During the Second World War the Austrian author and poet Walther Eidlitz became the disciple of Svami Sadananda Dasa while they both were interned in Indian internment camps. This encounter is documented in Walther Eidlitz‘ autobiographical book “Unknown India”. For five years he received personal spiritual instructions and studied the bhakti texts and Sanskrit under the guidance of his guru in most hostile circumstances: “Every time I came to Sadananda during those days, a most frightful noise met my ears as I entered the door. Bartering was going on from the bed of his neighbour, and, furthermore, card-players sat around the only table in the barrack, slamming down the dirty cards. Often enough they got into dispute with one another. Sadananda did not seem to be the least disturbed by all this. He called out cheerfully: ‘So nice of you to come and call on me, Vamandas. Come and sit on my bed.’ A bright dome of peace seemed to hover invisibly over the miserable camp bed. When he began his narration, my ears became deaf to all the noise.” (from: Unknown India)

Yet the relation between Vamandas and Sadananda was not only just harmonious. Vamandas reports in his notebook: “He is able to taunt and mock, to swear at you and hurt and wound you, so that you could believe he was the very devil, hunting you; but in reality all this is nothing but ‘aggressive grace’. The hammer that hits against your forehead (your egotism) over and over again, until sparks fly, is an immensely strong love of God [bhakti] …”

In his book “Unknown India” he further explains: “Gradually I learned to realize that every word uttered by Sadananda was an expression of bhakti, knowing love of God, and that all his actions, whether friendly or scornful – he could be exceedingly harsh and stern – were based on an effort to waken the atma in the people he contacted, to make the atma realize its true nature, to be a servant of Krishna.”

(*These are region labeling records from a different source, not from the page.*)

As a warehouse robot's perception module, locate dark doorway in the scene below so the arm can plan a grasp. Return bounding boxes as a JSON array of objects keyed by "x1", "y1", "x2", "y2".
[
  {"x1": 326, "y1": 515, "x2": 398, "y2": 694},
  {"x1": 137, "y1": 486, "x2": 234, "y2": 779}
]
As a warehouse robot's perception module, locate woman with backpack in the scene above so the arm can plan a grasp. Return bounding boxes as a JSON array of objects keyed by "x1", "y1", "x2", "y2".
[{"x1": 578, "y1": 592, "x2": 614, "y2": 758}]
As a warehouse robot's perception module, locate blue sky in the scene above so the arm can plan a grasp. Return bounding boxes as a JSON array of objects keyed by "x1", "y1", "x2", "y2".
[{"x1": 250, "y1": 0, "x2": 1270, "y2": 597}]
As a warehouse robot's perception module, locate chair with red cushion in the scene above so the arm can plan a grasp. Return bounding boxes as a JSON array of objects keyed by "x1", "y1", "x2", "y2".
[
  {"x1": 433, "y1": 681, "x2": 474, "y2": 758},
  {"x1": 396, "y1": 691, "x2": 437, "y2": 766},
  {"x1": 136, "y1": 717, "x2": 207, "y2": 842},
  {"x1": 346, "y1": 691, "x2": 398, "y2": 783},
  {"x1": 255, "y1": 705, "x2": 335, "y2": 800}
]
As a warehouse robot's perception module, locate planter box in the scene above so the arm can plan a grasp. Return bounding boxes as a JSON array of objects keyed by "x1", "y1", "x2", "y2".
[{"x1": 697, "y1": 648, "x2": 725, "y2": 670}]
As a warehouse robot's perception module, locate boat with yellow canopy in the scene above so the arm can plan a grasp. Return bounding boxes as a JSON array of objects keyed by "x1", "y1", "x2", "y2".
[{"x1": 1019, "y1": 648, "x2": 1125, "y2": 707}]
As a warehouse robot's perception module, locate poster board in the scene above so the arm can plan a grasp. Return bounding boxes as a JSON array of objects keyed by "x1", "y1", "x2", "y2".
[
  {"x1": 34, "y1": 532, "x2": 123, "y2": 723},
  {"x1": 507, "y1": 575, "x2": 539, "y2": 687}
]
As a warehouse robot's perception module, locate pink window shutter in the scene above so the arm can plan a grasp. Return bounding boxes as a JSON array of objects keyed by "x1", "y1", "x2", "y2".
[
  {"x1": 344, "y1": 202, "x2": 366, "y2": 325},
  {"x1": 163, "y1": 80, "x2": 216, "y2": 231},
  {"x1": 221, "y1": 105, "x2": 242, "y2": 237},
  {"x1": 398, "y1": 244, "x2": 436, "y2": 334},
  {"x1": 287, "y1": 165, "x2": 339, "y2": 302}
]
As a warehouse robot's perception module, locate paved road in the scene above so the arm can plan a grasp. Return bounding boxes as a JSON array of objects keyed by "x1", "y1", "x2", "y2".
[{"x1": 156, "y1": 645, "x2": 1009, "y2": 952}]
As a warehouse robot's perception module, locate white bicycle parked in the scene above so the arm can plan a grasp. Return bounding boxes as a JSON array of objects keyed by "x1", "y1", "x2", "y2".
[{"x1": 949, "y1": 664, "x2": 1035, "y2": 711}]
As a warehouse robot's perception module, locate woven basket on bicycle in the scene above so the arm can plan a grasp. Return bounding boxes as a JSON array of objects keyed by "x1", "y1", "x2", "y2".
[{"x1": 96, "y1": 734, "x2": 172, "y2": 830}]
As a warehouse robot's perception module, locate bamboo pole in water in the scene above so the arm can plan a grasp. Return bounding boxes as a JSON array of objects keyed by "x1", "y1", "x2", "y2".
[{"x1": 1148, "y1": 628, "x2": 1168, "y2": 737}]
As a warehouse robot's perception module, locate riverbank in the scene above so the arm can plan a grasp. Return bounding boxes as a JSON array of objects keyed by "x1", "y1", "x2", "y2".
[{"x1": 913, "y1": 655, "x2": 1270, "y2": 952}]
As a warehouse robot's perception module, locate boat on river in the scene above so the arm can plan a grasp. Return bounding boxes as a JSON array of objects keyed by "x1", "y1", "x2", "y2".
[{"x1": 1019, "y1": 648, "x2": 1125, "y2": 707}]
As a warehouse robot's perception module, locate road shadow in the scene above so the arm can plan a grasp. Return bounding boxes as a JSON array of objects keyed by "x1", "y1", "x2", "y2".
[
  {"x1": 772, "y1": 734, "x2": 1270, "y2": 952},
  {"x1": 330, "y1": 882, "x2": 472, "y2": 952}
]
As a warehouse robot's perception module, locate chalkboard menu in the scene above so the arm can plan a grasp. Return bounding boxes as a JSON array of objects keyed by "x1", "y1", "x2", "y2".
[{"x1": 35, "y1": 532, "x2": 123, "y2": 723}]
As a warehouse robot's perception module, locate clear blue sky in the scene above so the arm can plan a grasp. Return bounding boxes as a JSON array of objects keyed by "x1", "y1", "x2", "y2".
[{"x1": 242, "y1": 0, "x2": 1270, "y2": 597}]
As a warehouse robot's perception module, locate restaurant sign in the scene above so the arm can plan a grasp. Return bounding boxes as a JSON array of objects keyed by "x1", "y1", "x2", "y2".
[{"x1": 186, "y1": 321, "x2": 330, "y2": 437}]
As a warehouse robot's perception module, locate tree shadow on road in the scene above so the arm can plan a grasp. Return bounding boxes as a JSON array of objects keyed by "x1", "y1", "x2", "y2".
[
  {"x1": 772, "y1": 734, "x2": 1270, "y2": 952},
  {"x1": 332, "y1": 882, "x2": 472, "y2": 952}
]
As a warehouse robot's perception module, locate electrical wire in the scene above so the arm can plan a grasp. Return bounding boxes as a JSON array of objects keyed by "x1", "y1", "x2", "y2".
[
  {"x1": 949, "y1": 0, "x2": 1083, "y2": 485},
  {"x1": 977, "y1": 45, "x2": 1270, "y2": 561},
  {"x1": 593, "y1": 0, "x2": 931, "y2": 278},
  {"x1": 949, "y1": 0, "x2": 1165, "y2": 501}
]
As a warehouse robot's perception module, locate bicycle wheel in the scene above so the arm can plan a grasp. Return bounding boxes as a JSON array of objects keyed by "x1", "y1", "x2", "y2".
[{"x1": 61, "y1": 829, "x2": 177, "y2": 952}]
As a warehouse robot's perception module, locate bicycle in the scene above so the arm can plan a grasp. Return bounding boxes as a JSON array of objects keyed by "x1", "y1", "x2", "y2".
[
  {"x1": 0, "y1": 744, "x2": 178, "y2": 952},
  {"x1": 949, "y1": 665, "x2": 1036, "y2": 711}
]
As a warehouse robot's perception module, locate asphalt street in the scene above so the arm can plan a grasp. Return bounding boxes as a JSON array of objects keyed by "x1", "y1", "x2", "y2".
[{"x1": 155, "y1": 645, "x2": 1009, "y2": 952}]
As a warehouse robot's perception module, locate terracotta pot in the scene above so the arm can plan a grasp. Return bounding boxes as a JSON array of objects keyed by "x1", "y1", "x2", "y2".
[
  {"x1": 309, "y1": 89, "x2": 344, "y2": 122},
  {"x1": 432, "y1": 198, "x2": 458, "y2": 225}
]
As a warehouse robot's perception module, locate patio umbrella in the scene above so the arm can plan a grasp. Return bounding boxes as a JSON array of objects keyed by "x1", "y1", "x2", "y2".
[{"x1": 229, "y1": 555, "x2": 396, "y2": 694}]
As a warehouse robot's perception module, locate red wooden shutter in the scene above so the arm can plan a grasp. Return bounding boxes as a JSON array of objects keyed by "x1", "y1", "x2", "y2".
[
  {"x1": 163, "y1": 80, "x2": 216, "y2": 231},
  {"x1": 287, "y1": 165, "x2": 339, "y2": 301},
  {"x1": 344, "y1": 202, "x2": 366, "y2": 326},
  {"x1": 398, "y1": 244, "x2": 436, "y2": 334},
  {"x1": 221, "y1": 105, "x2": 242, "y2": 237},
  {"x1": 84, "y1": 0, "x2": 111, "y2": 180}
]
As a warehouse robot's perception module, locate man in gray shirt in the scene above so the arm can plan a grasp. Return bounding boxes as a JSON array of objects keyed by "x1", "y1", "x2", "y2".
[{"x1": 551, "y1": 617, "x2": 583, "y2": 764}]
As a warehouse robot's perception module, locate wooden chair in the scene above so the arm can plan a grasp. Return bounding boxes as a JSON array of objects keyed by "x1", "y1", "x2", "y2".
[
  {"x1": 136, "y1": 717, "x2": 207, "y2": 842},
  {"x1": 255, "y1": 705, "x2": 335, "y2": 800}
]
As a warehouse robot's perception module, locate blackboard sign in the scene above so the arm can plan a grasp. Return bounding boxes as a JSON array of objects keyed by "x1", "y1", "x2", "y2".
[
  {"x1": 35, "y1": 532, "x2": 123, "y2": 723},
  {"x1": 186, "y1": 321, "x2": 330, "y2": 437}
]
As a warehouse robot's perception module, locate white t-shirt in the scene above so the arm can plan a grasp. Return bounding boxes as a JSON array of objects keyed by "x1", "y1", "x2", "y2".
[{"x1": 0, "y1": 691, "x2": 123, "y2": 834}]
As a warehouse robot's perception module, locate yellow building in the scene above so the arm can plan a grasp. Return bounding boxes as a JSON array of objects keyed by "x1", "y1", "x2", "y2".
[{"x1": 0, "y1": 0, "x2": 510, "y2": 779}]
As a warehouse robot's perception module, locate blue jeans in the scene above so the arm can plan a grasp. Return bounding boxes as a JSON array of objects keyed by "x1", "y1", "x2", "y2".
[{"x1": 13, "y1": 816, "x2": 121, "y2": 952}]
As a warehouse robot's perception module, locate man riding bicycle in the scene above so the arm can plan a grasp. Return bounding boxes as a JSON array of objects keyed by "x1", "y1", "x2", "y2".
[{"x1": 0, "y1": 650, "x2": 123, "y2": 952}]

In his personal notes, however, Vamandas also shows the other, loving side of Svami: “Like an angel he is guiding and carrying me. When I thought of him yesterday … (inner unrest) … he immediately turned up, standing quietly by my window: ‘Vamandas, are you still awake?’” In one of his diaries he sums up: “For one year I was living together with him in a tiny room in the camp and yet I didn’t recognize him for what he was; i.e., sometimes I guessed it and instantly he hid himself again, as this belongs to the play. And it is grace, grace, grace when he shows his true nature.”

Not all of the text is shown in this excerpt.